An examination of city documents, correspondence and financial records underpinning Baltimore's experiment with privatization shows:

EAI's contract guaranteed that its schools had extra money to spend.

High enrollment projections by the school system gave EAI a $1.5 million windfall. When actual enrollment fell short, the contract let the company keep most of the money.

City oversight of EAI spending has been limited, and the city's chief overseer, Dr. Amprey, has often sided with EAI against his own top aides in battles over finances.

While EAI has yet to show solid student gains, shareholders have benefited as Baltimore revenue propelled EAI to higher stock prices and its first profits.

EAI took more than $6 million gross profit from Baltimore to company headquarters in Minneapolis, according to audited financial statements of its first two years here.

John T. Golle, the 51-year-old supersalesman who founded EAI in 1986, says his Tesseract reform program brought Baltimore "the sweetheart deal of a lifetime" - spotless schools, teacher training, classroom computers and financial expertise.

Mr.

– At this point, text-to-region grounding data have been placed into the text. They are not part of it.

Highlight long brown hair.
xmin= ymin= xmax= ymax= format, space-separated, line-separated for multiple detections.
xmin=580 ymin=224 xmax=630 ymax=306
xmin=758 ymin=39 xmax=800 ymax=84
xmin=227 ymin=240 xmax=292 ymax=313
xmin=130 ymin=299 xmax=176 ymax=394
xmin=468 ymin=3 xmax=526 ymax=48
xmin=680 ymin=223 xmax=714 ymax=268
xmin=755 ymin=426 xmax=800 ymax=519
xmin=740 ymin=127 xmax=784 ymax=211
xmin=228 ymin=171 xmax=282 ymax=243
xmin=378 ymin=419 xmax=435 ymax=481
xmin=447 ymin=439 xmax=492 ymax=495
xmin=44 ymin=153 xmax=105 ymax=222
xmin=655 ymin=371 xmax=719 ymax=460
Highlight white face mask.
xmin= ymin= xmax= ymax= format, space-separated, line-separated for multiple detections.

Golle, the company's chairman and chief executive, says that once corporate overhead (including executive salaries) is deducted from gross profit, EAI's net profit in Baltimore was $1 million.

He calls such profit a "modest" reward for a company that risked up-front capital and took on schools with more than their share of needy children. In fact, he says EAI is underpaid.

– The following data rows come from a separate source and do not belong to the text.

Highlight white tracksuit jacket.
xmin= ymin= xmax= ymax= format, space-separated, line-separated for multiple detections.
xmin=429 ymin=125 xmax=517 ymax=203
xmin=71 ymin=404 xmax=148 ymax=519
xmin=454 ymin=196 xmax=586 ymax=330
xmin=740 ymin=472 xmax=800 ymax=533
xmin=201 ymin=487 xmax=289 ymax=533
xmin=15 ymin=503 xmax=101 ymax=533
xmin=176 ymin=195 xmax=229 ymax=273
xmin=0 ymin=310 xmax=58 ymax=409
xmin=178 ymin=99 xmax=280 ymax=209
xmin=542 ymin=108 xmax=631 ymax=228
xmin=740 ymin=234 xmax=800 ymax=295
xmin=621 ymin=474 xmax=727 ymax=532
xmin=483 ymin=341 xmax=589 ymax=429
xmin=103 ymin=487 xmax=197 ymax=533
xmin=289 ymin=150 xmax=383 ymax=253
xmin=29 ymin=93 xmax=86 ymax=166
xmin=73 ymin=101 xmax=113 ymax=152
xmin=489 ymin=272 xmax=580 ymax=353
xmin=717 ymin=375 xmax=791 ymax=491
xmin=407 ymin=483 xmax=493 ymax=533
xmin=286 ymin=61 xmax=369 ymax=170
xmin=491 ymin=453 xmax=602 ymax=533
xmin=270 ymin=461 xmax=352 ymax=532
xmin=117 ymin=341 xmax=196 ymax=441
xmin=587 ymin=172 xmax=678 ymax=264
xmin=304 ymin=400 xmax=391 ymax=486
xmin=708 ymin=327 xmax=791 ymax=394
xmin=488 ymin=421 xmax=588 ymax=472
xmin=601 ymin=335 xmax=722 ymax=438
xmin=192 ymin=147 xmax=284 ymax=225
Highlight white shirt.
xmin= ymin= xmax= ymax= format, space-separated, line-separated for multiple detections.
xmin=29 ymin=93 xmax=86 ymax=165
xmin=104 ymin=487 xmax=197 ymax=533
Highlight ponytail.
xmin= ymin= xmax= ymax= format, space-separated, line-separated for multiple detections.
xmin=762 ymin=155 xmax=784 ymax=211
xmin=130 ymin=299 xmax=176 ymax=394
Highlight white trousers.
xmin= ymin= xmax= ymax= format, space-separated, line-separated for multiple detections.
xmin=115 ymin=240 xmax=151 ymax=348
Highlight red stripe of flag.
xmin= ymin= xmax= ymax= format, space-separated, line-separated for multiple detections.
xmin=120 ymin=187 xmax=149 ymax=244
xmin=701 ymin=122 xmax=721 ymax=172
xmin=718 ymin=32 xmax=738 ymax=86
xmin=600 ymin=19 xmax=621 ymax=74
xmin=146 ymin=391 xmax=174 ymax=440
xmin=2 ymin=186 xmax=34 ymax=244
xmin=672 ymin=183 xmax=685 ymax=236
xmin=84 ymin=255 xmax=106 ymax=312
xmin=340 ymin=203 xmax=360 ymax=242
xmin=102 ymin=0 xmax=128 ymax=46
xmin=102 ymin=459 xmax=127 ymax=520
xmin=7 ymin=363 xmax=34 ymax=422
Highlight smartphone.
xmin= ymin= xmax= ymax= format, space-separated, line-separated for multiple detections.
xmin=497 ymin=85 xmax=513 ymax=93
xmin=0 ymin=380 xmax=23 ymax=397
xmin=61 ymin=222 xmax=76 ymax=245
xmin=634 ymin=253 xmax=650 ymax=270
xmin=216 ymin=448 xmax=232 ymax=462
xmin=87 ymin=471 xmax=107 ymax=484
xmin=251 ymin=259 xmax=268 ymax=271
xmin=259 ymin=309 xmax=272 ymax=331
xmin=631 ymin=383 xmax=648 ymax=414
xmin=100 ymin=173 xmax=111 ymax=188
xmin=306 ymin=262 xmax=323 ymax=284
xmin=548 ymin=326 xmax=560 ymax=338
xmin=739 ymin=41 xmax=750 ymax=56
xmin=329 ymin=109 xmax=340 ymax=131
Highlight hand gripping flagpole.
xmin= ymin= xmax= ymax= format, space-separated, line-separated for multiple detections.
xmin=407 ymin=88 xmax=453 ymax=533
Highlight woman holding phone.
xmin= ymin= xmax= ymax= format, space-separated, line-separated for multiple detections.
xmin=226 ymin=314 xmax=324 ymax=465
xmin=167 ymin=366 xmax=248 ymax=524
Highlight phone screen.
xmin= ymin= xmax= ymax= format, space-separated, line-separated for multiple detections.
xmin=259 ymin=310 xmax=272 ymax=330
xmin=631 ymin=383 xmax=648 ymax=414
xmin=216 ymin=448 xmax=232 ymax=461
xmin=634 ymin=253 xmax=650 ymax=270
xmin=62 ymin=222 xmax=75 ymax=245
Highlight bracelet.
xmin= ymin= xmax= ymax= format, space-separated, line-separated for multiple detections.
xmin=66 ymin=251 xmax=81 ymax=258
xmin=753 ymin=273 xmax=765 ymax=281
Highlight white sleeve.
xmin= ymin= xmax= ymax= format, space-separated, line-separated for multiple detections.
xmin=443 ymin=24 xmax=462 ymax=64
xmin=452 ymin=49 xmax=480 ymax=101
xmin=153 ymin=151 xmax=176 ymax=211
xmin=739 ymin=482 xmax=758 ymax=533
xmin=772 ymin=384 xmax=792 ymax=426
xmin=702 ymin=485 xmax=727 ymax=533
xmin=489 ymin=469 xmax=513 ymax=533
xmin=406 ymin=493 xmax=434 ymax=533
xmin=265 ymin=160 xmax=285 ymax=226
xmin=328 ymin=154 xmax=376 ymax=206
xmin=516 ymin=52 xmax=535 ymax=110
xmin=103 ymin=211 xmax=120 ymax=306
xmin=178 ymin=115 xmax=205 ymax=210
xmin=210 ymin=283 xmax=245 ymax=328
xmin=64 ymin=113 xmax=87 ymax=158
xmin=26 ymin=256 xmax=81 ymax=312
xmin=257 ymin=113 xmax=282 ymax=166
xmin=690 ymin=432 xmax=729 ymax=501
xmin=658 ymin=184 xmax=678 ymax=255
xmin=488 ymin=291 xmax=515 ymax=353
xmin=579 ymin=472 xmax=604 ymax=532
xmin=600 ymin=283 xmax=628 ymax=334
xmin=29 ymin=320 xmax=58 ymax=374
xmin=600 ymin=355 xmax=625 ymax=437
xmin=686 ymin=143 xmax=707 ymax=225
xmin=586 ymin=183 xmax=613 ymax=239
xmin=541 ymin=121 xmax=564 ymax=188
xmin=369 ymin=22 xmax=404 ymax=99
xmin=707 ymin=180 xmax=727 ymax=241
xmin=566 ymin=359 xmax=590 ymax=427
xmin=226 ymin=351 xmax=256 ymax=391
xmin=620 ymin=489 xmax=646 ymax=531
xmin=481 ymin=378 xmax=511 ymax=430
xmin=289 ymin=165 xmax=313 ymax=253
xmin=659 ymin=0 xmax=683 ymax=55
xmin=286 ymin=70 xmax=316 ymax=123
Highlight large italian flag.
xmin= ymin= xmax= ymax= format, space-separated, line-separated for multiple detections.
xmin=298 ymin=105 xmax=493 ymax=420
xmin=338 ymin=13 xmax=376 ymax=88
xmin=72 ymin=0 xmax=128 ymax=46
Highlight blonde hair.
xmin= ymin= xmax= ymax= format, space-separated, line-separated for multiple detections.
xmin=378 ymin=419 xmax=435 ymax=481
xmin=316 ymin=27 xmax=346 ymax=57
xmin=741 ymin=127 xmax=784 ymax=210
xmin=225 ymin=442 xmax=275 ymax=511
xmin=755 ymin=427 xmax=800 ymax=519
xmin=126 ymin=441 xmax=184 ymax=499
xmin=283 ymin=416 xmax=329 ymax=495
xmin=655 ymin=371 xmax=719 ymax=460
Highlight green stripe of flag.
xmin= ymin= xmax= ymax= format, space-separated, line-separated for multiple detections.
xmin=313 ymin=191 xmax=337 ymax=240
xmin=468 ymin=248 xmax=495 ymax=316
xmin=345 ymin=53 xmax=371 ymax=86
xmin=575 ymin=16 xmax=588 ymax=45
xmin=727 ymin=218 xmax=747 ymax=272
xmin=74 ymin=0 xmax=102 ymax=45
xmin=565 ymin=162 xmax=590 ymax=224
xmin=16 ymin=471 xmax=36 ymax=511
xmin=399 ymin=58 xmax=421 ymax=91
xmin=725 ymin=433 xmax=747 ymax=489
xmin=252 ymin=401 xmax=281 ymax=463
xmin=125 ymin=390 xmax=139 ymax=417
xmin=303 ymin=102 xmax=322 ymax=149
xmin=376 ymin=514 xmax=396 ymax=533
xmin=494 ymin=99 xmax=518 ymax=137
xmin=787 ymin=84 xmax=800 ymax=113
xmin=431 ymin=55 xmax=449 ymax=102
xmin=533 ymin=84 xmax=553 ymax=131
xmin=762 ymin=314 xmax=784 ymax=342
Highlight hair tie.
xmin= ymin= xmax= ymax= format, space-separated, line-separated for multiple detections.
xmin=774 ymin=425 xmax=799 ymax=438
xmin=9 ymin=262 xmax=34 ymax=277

"We have never done a deal like this. We will never do another one," he said.

Splitting the difference

The key to EAI's Baltimore profits lies in the deal struck with city officials. Mr. Golle demanded the system's average cost per pupil: Take the school system's annual budget and divide by its projected number of pupils. Multiply the result by the Tesseract schools' projected enrollment of 4,815. Revenue to EAI: $26.7 million.

The school system countered that EAI should receive only what the city had budgeted to operate the nine Tesseract schools directly: $20.6 million.

The two sides nearly split the difference. EAI agreed to pay back part of the $26.7 million to the city for central administration. That left the company with $23.3 million, or $2.7 million extra - money to spend or take as gross profit.

That extra money is equivalent to the cost of operating a typical 600-student elementary school or the expensive Baltimore School for the Arts for a full year.

From the first, EAI said its proposal was "cost neutral" to Baltimore, meaning the city wouldn't have to increase school funding to pay for it.